Dynamic Programming Paragraph Formatting
This code uses a dynamic programming algorithm to quickly and efficiently format a paragraph of text such that it minimizes the total amount of white space at the ends of the lines. This "penalty" is the difference between the number of characters on a line and the character limit specified by the user. No line will ever exceed the character limit, and any extra space on the last line is not included in the penalty count.
To run the code, download the files into a directory and run:
python paragraph.py [INPUT FILE (.txt)] [CHARACTER LIMIT (INT)]
This will print to the terminal an aesthetically formatted paragraph, and will also print out the total penalty across all lines. You can use any input text file you choose, but I've included a sample here for you as well (a personal favorite, Robin Williams's monologue from Good Will Hunting).
The code works by using a dynamic lookup table to determine the best way to pack words onto a given line whereby by the sum of the penalties on the remaining lines is minimized.

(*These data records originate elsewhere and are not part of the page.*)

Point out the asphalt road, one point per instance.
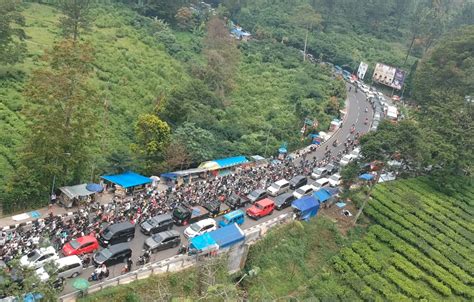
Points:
(355, 115)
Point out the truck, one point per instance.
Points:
(184, 214)
(236, 201)
(219, 239)
(217, 208)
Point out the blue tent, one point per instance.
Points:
(322, 195)
(127, 179)
(366, 176)
(231, 161)
(306, 207)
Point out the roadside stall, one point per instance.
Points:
(72, 195)
(305, 207)
(126, 183)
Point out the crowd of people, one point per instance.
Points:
(56, 230)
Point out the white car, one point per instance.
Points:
(37, 258)
(355, 153)
(66, 267)
(303, 191)
(320, 183)
(318, 172)
(345, 160)
(200, 227)
(335, 180)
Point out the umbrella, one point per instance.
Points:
(80, 284)
(94, 188)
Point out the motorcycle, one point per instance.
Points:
(144, 259)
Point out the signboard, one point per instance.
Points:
(389, 76)
(362, 70)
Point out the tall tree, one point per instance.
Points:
(12, 47)
(222, 56)
(307, 18)
(152, 136)
(76, 17)
(61, 115)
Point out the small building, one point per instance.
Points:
(126, 183)
(238, 33)
(72, 195)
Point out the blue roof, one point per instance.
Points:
(322, 195)
(366, 176)
(231, 161)
(203, 242)
(127, 179)
(305, 203)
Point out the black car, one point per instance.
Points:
(257, 195)
(236, 201)
(298, 181)
(116, 233)
(216, 208)
(162, 241)
(114, 254)
(157, 224)
(284, 201)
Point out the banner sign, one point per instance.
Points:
(362, 70)
(389, 76)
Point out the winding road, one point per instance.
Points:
(356, 104)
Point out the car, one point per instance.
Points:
(278, 187)
(320, 183)
(261, 208)
(298, 181)
(114, 254)
(345, 160)
(303, 191)
(162, 241)
(355, 153)
(319, 172)
(283, 201)
(66, 267)
(38, 257)
(81, 245)
(156, 224)
(332, 168)
(335, 180)
(257, 195)
(200, 227)
(236, 201)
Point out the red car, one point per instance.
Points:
(261, 208)
(82, 245)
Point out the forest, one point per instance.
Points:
(162, 86)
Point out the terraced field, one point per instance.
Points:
(420, 246)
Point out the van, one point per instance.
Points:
(320, 183)
(116, 233)
(156, 224)
(114, 254)
(237, 216)
(298, 181)
(66, 267)
(278, 187)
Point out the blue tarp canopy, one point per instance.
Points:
(366, 176)
(203, 242)
(322, 195)
(128, 179)
(169, 175)
(306, 207)
(231, 161)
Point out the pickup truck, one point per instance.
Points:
(236, 201)
(261, 208)
(217, 208)
(184, 214)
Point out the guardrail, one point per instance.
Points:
(178, 262)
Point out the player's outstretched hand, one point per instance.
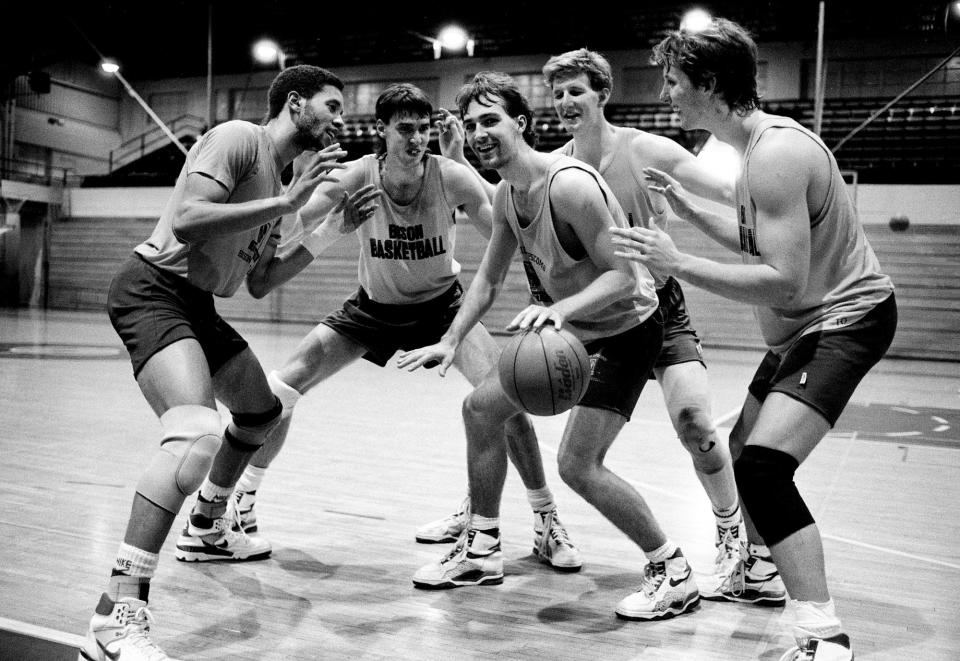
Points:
(670, 188)
(440, 354)
(356, 209)
(651, 247)
(452, 136)
(310, 173)
(535, 316)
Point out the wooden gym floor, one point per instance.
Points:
(374, 452)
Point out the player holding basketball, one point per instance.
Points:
(219, 227)
(409, 293)
(826, 311)
(558, 211)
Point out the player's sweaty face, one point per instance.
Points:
(320, 121)
(490, 132)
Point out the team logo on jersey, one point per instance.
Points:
(537, 290)
(748, 235)
(407, 243)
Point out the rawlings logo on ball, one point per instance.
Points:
(544, 371)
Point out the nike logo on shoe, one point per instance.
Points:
(113, 656)
(677, 580)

Since our recursion takes only one variable, our lookup table is an array of length n, for which each index i will correspond to the minimum penalty of packing i + 1 words into a paragraph (“i + 1” because we go from 1 to n instead of from 0 to n − 1). We initialize all elements to infinity, so that our minimums will never be interrupted by an existing start value. Our base cases involve the words that could be on the last line, which receive no penalty:
For all words l_b such that the sum of the words from l_b to the end is less than M, we initialize the f[n − b] to be 0. This ensures that any words that could end up on the last line carry no penalty, and if we arrive at a 0 element in our recursion we know we’ve gotten to the end.
Now we have an array of length n where the first b indices, where b is the number of words that could be on the last line, are initialized to 0. Now we can build up the array using the recursive equation described above, filling each element with the minimum penalty of packing that many words into paragraph form, and building all the way until the end, where we find our desired penalty. If we wanted to actually print the words, we could simply create another array to store the j values at each stage, and trace the proper path through that array to reconstruct the number of words on each line, and print them as such. This is what my Python file does.